L’aspetto curioso della vicenda è che nelle settimane passate Salvini si è battuto per modifiche di questa legge finanziaria che vanno sostanzialmente nella stessa direzione di quelle chieste da Cgil e Uil: “superamento” della riforma Fornero delle pensioni, ovviamente nel senso di un ritorno all’indietro, aumento a manetta della spesa corrente, aumento del debito pubblico e conseguente scontro con Bruxelles.

Però adesso tra loro è scontro a fuoco sulle modalità dello sciopero.
In realtà questo scontro serve a entrambi, per riprendersi la scena: Salvini in seno alla maggioranza, Landini come vero leader dell’opposizione.

Passando all’aspetto tecnico-istituzionale della questione, come valuta la decisione del ministro di ridurre lo sciopero dei trasporti precettando i lavoratori?
Il ministro ha il potere di farlo; e l’Autorità Garante gliene ha offerto un buon motivo, negando che quello di domani possa considerarsi “sciopero generale”.

Secondo lei questa delibera dell’Autorità è giuridicamente corretta?
La delibera si fonda su un precedente del 2003, la delibera n. 03/134, in tema appunto di “sciopero generale”, che è sempre stata applicata pacificamente.

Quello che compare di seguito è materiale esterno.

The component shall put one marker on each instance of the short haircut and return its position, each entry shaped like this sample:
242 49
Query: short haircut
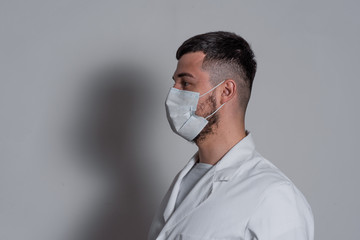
227 56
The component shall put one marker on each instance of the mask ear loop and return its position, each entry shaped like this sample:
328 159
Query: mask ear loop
212 89
215 111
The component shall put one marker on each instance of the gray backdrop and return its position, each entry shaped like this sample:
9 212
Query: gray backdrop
86 150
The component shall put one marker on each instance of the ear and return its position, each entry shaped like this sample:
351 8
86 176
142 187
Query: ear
228 91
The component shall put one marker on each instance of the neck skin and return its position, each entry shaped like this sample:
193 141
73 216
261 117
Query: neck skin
216 145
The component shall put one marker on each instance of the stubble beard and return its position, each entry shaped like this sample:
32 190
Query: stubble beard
210 128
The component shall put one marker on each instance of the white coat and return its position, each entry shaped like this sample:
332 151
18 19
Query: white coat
241 197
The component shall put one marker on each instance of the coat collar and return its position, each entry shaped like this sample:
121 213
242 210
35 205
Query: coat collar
223 171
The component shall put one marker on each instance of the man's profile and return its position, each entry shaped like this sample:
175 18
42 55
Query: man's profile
227 190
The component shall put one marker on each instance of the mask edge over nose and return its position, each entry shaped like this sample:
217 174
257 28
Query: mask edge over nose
180 106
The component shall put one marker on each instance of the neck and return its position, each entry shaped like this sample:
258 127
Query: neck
216 145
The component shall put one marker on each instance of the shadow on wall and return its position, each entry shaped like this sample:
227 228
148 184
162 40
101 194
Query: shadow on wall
114 132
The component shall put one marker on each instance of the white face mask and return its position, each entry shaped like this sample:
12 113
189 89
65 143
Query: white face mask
180 111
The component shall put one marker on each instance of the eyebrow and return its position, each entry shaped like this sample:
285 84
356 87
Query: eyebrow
183 75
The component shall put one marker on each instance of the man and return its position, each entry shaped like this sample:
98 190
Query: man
227 190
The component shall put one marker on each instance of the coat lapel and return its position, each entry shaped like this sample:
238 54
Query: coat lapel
223 171
198 195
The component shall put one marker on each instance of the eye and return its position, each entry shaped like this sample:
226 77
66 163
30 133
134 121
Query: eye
185 84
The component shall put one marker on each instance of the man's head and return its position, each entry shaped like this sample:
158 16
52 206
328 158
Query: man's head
227 56
208 59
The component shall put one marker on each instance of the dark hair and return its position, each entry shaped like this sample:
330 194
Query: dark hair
227 55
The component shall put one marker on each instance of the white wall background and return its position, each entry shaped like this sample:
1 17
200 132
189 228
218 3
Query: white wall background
86 150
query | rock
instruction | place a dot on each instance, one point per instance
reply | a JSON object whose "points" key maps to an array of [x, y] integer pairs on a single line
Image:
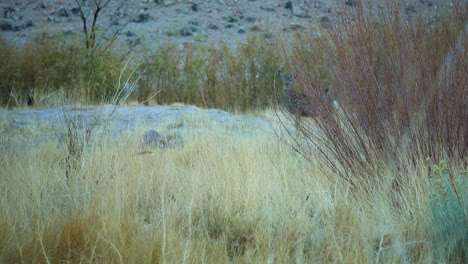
{"points": [[62, 12], [294, 27], [186, 32], [250, 19], [213, 26], [256, 28], [268, 8], [268, 35], [231, 20], [153, 138], [29, 23], [318, 5], [325, 22], [351, 3], [168, 2], [6, 26], [141, 18], [75, 11], [301, 12], [114, 21], [8, 12]]}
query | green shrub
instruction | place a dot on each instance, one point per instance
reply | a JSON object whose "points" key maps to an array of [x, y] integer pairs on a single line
{"points": [[211, 76], [48, 63]]}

La questione delicata, e molto opinabile, è se quello di domani possa considerarsi “generale” o no. A me sembra che possa esserlo per il Centro Italia, dove riguarderà quasi tutti i settori, non per il Nord e il Sud, dove lo sciopero è limitato alle sole amministrazioni pubbliche e ai trasporti.

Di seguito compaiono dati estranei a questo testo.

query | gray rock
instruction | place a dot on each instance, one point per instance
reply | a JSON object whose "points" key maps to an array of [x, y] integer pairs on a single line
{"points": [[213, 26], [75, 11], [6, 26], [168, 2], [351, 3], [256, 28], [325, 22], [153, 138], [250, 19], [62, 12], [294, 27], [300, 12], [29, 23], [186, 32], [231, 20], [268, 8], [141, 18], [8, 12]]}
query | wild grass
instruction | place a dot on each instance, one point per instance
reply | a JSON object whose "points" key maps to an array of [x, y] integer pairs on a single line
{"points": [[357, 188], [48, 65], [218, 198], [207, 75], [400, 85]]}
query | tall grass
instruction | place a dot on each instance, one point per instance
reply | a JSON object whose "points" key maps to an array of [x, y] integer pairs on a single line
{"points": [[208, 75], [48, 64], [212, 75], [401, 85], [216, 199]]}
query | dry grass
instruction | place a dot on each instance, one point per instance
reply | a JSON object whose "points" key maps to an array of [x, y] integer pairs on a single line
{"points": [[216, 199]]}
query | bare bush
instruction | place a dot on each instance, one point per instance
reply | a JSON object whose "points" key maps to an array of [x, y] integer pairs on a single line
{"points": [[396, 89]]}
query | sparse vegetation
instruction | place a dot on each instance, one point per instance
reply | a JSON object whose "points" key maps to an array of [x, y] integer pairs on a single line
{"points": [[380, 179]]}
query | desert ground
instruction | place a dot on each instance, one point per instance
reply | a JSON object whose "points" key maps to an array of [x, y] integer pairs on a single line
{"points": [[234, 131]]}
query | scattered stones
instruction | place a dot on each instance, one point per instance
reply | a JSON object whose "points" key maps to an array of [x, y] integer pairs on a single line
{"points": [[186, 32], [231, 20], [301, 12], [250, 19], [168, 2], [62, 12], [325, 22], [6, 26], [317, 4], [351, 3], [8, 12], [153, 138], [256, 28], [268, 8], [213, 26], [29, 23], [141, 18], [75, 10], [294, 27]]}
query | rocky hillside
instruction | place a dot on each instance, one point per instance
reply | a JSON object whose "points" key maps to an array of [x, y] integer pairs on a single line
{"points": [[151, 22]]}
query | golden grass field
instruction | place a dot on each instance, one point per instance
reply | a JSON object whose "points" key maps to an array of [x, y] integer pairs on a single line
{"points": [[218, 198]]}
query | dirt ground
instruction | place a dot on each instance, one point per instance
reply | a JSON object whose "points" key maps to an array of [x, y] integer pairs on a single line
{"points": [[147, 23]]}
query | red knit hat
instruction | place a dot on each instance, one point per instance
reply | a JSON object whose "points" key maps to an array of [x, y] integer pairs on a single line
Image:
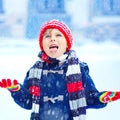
{"points": [[55, 24]]}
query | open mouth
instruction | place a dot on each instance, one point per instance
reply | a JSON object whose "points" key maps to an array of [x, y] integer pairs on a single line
{"points": [[51, 47]]}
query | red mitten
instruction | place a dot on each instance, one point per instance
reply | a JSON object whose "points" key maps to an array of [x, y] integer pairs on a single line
{"points": [[34, 90], [109, 96], [12, 86]]}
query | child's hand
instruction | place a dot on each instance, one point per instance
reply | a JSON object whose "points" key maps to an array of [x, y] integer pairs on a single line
{"points": [[12, 86], [34, 90], [109, 96]]}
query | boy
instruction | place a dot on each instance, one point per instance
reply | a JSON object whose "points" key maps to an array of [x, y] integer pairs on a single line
{"points": [[58, 86]]}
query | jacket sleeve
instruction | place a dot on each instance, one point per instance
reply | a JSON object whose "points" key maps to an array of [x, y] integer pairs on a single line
{"points": [[92, 94], [22, 97]]}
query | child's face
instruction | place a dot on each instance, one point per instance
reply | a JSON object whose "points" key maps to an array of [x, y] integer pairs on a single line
{"points": [[54, 43]]}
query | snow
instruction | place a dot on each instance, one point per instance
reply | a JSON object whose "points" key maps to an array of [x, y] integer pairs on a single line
{"points": [[17, 56]]}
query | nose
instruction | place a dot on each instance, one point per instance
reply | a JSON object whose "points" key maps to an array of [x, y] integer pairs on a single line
{"points": [[52, 38]]}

I leader di Cgil e Uil parlano di atto politicamente gravissimo, di squadrismo istituzionale e di violazione della Costituzione, salvo poi di fatto – notizia dell’ultima ora – rispettare il provvedimento.
In realtà è una questione di interpretazione della legge n. 146/1990 che regola la materia, sul piano tecnico giuridico molto opinabile. Può porsi un problema di correttezza dell’applicazione di quella legge, su cui dovrebbe pronunciarsi il TAR Lazio; non certo una questione di costituzionalità, dal momento che è la stessa Costituzione, all’articolo 40, a prevedere che sia la legge ordinaria a disciplinare l’esercizio del diritto di sciopero. Se la mettiamo sul piano sostanziale, però, mi sembra che dovrebbero essere soprattutto Cgil e Uil a spiegare qualcosa a questo proposito.

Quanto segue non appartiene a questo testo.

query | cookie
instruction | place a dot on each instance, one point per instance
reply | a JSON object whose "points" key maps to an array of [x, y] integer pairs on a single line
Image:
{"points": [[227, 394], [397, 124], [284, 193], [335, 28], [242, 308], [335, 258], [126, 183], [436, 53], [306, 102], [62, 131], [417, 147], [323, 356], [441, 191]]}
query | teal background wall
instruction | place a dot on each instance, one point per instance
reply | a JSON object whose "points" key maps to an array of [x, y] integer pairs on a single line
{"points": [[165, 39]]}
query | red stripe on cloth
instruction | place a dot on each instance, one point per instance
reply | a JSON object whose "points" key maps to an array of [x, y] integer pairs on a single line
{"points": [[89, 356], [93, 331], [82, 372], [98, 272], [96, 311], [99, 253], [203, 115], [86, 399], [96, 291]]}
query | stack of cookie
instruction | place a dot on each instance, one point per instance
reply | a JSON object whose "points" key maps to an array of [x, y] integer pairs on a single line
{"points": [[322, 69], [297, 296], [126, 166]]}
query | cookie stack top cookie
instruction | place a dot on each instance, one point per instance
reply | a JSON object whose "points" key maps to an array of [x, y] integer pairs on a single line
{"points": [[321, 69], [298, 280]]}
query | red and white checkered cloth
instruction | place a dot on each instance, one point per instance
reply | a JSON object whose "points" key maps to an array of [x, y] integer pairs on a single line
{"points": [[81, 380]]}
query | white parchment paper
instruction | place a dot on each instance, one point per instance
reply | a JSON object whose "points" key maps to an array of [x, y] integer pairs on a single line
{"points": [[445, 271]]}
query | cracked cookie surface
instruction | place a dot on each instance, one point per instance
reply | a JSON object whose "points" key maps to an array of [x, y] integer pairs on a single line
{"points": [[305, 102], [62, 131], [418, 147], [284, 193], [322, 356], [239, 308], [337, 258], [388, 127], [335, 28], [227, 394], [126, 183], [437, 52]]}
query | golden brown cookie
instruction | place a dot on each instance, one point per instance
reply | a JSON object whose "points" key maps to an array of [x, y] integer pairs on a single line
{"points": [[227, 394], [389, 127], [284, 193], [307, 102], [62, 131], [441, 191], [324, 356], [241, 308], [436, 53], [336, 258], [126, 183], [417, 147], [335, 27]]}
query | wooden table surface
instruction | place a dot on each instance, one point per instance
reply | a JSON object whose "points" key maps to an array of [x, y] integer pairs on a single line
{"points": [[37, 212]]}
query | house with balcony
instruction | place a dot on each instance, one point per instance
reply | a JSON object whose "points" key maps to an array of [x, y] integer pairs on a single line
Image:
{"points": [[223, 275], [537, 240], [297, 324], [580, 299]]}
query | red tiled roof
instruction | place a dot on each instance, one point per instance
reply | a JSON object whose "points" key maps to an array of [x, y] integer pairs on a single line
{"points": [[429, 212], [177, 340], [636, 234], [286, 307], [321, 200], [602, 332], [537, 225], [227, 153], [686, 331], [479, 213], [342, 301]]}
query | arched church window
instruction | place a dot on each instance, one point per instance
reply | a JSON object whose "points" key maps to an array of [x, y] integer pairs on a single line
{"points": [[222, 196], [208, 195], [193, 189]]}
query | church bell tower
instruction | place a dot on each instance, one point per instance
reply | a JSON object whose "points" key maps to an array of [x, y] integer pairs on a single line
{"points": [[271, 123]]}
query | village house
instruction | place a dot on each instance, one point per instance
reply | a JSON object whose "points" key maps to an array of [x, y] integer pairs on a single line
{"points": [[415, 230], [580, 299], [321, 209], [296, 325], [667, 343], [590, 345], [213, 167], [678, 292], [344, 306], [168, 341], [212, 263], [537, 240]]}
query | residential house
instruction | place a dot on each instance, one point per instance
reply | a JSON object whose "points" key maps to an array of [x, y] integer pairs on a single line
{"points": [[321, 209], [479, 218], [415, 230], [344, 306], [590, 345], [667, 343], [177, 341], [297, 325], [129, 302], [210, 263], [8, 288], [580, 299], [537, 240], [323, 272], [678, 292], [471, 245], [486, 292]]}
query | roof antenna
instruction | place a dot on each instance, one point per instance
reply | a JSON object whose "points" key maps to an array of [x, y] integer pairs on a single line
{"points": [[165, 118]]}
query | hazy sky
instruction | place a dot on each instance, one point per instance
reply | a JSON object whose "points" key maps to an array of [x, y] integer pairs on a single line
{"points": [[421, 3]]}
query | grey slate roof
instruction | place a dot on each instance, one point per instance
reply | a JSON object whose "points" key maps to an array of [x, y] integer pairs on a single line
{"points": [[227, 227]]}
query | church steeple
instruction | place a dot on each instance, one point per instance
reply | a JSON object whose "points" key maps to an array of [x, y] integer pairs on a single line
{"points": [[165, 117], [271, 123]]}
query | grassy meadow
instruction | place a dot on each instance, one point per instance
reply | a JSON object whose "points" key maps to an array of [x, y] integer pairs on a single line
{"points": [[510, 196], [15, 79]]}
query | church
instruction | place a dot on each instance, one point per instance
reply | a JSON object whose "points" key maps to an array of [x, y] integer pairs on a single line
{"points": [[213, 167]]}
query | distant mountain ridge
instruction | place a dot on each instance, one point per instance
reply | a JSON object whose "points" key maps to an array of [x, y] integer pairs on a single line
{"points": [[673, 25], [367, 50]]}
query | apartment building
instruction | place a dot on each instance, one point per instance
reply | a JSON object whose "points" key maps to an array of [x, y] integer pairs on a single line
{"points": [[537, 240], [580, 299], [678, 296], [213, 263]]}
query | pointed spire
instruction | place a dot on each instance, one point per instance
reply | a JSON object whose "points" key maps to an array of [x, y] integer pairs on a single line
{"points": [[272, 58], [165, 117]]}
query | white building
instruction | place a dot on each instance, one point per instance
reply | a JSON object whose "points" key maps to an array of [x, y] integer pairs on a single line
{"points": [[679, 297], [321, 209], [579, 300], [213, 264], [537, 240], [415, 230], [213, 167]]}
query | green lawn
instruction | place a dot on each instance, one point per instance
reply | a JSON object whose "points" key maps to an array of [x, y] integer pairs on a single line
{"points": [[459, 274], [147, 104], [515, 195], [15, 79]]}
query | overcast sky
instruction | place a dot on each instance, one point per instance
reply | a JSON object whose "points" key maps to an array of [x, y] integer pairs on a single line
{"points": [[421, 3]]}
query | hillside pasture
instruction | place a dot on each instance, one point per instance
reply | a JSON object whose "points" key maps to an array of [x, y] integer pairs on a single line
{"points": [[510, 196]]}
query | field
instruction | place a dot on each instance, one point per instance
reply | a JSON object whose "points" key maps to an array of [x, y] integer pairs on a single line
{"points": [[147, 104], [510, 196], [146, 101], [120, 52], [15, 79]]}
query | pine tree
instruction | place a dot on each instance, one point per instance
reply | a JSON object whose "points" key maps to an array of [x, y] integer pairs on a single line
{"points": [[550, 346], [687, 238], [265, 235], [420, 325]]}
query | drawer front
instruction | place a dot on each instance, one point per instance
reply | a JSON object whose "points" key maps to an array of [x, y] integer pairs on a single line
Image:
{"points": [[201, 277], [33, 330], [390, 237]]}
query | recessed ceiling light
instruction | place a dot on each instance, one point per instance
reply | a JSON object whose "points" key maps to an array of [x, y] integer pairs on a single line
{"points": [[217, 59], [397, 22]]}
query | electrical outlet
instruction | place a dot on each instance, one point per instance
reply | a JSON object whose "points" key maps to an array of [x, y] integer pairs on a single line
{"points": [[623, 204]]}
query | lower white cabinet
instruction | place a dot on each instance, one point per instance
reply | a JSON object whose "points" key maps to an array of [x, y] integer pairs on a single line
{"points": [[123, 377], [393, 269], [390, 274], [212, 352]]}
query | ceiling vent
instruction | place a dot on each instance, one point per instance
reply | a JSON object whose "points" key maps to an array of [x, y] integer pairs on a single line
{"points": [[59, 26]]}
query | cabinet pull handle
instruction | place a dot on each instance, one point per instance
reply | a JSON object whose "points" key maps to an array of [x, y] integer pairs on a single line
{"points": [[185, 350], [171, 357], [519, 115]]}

Che cosa dovrebbero spiegare?
Per quale motivo ci tengono tanto a che lo sciopero, proclamato per gli altri settori solo per una volta nell’arco delle prossime settimane, blocchi invece i trasporti pubblici per due giornate.

Lei come lo spiega?
Col fatto che se i trasporti pubblici sono paralizzati, tutti sono impossibilitati ad andare al lavoro: anche coloro che non aderiscono allo sciopero. Insomma, lo sciopero dei trasporti come “sostegno tecnico” allo sciopero negli altri settori. In questo modo, però, si lede la libertà di autodeterminazione delle persone e il loro diritto al lavoro: che sono anch’essi diritti costituzionali. E questo in qualche misura spiega la decisione dell’Autorità garante.

Che cosa è diventato lo sciopero oggi?
È un fatto che in Italia nell’ultimo ventennio la frequenza complessiva degli scioperi è stata la metà rispetto alla Spagna e alla Francia, ma anche il doppio rispetto al Regno Unito e il quintuplo rispetto alla Germania. Ma la vera anomalia è un’altra.

Quale?
Il fatto che in Italia sul totale degli scioperi due terzi riguardano il settore dei trasporti pubblici. E l’anomalia raddoppia se si considera che in questo settore lo sciopero non produce alcun danno alla datrice di lavoro, al contrario: durante lo sciopero, mentre gli abbonamenti non si riducono, si azzerano i costi per retribuzioni, carburante, energia e usura dei mezzi. Per l’impresa è una boccata di ossigeno: tutto il danno è a carico dei viaggiatori, della collettività.

Lei ha parlato a questo proposito di uno snaturamento di questa forma di lotta.
Sì: uno snaturamento che costa carissimo al movimento sindacale sul piano del prestigio e della saldatura tra mobilitazione dei lavoratori e interessi della collettività. Nuoce al prestigio sociale dello sciopero anche l’abuso che se ne fa, e proprio nel settore dei trasporti: lo stillicidio degli “scioperi del venerdì” è l’esatto contrario della solennità e gravità di questa forma di lotta di cui parlava Giuseppe di Vittorio all’Assemblea costituente.